(i) The gradient of line \(AP\) is given by:

\(\frac{b - 1}{a + 1} = 2\)

Solving for \(b\):

\(b - 1 = 2(a + 1)\) \(b - 1 = 2a + 2\) \(b = 2a + 3\)

Thus, \(b = 2a + 3\).

(ii) The distance \(AB\) is:

\(AB = \sqrt{(10 - (-1))^2 + (-1 - 1)^2} = \sqrt{11^2 + 2^2} = \sqrt{125}\)

Since \(AP = AB\), we have:

\(\sqrt{(a + 1)^2 + (b - 1)^2} = \sqrt{125}\)

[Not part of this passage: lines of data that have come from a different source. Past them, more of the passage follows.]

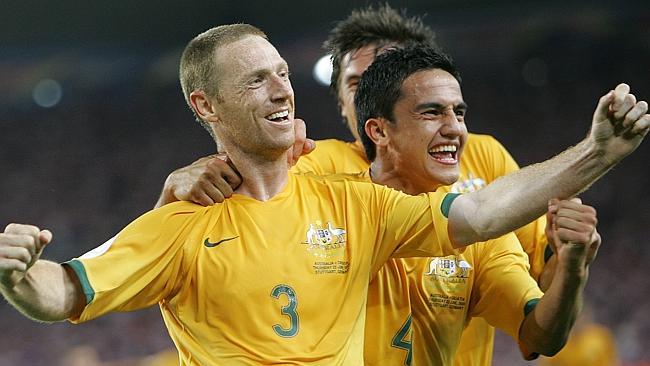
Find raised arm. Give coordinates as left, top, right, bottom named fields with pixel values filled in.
left=519, top=200, right=600, bottom=356
left=0, top=224, right=85, bottom=322
left=449, top=84, right=650, bottom=247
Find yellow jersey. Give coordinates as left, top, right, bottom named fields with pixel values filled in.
left=539, top=323, right=620, bottom=366
left=68, top=174, right=454, bottom=366
left=294, top=134, right=546, bottom=366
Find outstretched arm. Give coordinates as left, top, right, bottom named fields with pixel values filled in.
left=449, top=84, right=650, bottom=247
left=519, top=199, right=600, bottom=356
left=0, top=224, right=86, bottom=321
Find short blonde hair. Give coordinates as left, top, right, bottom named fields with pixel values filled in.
left=179, top=23, right=268, bottom=137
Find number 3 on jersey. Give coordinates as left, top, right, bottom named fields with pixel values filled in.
left=390, top=314, right=413, bottom=366
left=271, top=285, right=300, bottom=338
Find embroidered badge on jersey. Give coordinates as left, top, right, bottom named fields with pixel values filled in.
left=302, top=220, right=350, bottom=274
left=423, top=255, right=472, bottom=310
left=451, top=173, right=485, bottom=193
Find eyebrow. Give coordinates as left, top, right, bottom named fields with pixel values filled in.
left=242, top=59, right=289, bottom=80
left=343, top=75, right=361, bottom=84
left=415, top=102, right=468, bottom=111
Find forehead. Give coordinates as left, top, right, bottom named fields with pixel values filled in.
left=400, top=69, right=463, bottom=105
left=215, top=35, right=286, bottom=79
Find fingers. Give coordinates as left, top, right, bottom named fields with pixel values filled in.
left=630, top=114, right=650, bottom=136
left=188, top=157, right=241, bottom=206
left=585, top=230, right=601, bottom=265
left=302, top=138, right=316, bottom=155
left=611, top=92, right=636, bottom=120
left=597, top=84, right=650, bottom=138
left=553, top=199, right=598, bottom=245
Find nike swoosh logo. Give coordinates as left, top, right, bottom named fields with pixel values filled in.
left=203, top=236, right=239, bottom=248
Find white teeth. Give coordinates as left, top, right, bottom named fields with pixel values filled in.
left=429, top=145, right=457, bottom=153
left=266, top=110, right=289, bottom=119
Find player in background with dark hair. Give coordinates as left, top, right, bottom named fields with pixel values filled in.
left=158, top=5, right=554, bottom=366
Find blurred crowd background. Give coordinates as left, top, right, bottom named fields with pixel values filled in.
left=0, top=0, right=650, bottom=366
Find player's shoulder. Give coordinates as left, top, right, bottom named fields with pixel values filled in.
left=316, top=139, right=352, bottom=148
left=293, top=170, right=371, bottom=185
left=140, top=201, right=212, bottom=220
left=465, top=133, right=505, bottom=149
left=472, top=233, right=525, bottom=259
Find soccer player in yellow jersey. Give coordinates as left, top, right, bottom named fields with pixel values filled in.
left=0, top=24, right=650, bottom=365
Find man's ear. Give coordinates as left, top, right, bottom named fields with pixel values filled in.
left=190, top=90, right=218, bottom=123
left=364, top=118, right=390, bottom=147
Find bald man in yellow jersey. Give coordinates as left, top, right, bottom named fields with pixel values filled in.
left=0, top=24, right=650, bottom=365
left=161, top=43, right=595, bottom=365
left=159, top=5, right=547, bottom=366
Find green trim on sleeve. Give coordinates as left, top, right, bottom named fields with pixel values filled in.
left=63, top=259, right=95, bottom=305
left=440, top=193, right=460, bottom=218
left=544, top=243, right=555, bottom=263
left=524, top=298, right=539, bottom=316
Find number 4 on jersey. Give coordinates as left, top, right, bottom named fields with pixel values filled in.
left=390, top=314, right=413, bottom=366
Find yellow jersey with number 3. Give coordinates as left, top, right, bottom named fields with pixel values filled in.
left=68, top=174, right=453, bottom=366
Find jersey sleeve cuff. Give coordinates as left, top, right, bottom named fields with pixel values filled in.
left=63, top=259, right=95, bottom=305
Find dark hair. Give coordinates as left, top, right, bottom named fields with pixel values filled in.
left=179, top=24, right=267, bottom=140
left=354, top=44, right=461, bottom=161
left=323, top=4, right=436, bottom=96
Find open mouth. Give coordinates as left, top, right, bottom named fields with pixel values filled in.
left=429, top=145, right=458, bottom=164
left=265, top=109, right=289, bottom=124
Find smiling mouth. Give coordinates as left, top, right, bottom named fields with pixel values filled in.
left=265, top=110, right=289, bottom=124
left=429, top=145, right=458, bottom=164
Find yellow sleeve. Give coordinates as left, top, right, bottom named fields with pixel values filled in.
left=291, top=140, right=340, bottom=175
left=355, top=183, right=458, bottom=273
left=469, top=234, right=543, bottom=340
left=472, top=135, right=547, bottom=281
left=66, top=202, right=201, bottom=323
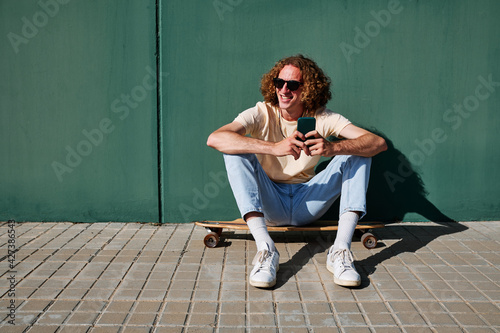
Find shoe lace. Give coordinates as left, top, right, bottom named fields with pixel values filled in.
left=333, top=249, right=354, bottom=271
left=252, top=250, right=273, bottom=271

Substitute \(b = 2a + 3\):

\((a + 1)^2 + (2a + 3 - 1)^2 = 125\) \((a + 1)^2 + (2a + 2)^2 = 125\) \((a + 1)^2 + 4(a + 1)^2 = 125\) \(5(a + 1)^2 = 125\) \((a + 1)^2 = 25\) \(a + 1 = 5 \quad \text{or} \quad a + 1 = -5\) \(a = 4 \quad \text{or} \quad a = -6\)

For \(a = 4\):

\(b = 2(4) + 3 = 11\)

For \(a = -6\):

\(b = 2(-6) + 3 = -9\)

Thus, the possible coordinates of \(P\) are \((4, 11)\) and \((-6, -9)\).